Overall, landlords spent on average £13K on renovation projects over the last year, with portfolio landlords (those with four or more properties within their portfolios) spending £17K. Popular works included repainting (37%), fitting new carpets or flooring (28%), putting in a new kitchen (27%) or bathroom (27%). However, some landlords also undertook even bigger projects such as kitchen extensions (14%), a loft conversion (10%) or building a home office in the garden (8%) in order to capitalise on the current demand for more space for home-working and living.
For many landlords, the last year provided an opportunity to undertake these improvements to their properties. With more experiencing a gap between tenancies, taking the opportunity to refurbish, allowed them to improve the property without causing disruption. 14% of landlords said they chose to renovate because they had an extended period between their previous and incoming tenants. However, the majority of landlords were undertaking necessary work to their property. A third (34%) said that their property needed a renovation.
John Eastgate, MD, Property Finance at Shawbrook Bank, comments: “Ensuring that properties are up to a good standard and meet the current demands of tenants is a mark of a responsible landlord, however, it’s important that landlords are not putting themselves at risk financially in order to undertake this work. Unsecured short-term finance products like credit cards can come with high-interest rates which could leave landlords with substantial debt.

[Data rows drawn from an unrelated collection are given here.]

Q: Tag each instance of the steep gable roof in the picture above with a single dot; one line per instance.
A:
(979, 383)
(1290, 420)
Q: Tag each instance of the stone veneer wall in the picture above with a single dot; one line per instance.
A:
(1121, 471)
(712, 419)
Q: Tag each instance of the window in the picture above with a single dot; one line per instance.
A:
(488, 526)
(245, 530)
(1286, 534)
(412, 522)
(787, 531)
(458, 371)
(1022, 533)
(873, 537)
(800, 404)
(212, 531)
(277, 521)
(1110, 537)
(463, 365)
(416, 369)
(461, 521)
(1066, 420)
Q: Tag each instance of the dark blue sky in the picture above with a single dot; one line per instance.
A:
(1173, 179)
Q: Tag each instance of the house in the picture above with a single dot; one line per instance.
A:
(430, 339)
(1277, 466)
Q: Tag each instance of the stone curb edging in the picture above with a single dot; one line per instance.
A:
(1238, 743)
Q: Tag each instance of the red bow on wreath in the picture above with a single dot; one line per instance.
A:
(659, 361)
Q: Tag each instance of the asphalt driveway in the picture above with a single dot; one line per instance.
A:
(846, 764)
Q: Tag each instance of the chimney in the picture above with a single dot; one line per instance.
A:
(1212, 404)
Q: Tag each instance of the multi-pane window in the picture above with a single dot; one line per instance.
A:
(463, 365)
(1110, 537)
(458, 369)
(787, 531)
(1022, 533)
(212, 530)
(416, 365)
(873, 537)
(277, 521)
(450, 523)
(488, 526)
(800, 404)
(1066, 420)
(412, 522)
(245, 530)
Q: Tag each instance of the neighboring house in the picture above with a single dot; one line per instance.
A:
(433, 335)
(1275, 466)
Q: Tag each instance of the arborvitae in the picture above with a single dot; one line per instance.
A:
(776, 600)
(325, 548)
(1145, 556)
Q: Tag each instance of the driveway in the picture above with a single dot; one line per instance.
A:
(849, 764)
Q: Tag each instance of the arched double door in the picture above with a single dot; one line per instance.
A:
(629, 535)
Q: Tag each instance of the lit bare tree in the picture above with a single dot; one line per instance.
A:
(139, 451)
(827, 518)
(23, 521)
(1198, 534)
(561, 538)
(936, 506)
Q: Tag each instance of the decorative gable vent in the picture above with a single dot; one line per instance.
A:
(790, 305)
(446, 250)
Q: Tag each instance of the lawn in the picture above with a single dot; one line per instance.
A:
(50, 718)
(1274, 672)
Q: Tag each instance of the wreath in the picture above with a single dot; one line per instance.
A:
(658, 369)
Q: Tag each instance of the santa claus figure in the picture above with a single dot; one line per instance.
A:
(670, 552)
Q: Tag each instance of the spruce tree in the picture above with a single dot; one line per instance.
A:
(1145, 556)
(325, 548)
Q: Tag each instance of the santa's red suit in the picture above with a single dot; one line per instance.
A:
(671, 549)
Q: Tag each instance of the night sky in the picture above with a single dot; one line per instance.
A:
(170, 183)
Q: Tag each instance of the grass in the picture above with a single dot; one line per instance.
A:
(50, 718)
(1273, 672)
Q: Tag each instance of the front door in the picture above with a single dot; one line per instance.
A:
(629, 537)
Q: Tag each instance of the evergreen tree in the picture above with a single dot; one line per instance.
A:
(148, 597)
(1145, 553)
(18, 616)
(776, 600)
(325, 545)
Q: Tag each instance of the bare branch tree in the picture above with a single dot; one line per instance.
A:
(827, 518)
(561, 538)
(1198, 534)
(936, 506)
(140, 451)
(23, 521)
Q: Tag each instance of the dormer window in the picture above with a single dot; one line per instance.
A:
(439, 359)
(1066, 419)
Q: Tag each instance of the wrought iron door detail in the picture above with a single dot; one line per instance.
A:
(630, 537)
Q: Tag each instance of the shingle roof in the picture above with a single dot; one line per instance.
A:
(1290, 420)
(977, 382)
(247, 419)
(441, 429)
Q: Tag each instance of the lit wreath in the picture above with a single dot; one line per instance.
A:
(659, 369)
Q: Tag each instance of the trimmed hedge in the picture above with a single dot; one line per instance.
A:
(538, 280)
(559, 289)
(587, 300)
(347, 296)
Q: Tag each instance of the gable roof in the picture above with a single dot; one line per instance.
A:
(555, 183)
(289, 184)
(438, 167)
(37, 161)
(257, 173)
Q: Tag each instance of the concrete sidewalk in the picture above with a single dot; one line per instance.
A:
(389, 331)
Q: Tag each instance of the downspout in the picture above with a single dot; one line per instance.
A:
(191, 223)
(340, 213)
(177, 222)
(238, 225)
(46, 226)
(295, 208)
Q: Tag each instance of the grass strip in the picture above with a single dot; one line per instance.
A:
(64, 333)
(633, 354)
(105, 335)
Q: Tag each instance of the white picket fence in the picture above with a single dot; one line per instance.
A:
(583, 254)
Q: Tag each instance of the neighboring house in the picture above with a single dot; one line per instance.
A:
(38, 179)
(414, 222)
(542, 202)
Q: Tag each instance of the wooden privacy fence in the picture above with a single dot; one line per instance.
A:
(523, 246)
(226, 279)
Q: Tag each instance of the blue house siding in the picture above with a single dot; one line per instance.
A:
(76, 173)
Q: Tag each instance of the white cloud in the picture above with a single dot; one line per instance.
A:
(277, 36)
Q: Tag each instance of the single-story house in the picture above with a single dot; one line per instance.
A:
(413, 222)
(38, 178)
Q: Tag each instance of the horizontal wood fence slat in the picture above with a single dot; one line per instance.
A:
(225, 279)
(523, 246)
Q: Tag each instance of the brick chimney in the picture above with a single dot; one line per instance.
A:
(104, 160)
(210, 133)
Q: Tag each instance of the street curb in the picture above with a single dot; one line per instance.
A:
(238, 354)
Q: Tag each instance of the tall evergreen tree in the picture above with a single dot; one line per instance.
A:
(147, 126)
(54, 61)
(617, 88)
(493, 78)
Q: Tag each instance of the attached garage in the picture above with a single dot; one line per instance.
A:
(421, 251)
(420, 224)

“There are other finance options available to landlords which can often be less well-known but a suitable alternative to short-term credit or using personal savings. For example, a second charge mortgage can be a good option for landlords looking to refurbish. We’d encourage any landlord considering a renovation to speak to their broker about their options before putting it on a credit card.
“Renovating your properties can help attract more tenants, secure higher rents and boost the value of the property, but don’t do so at the expense of your own financial security.”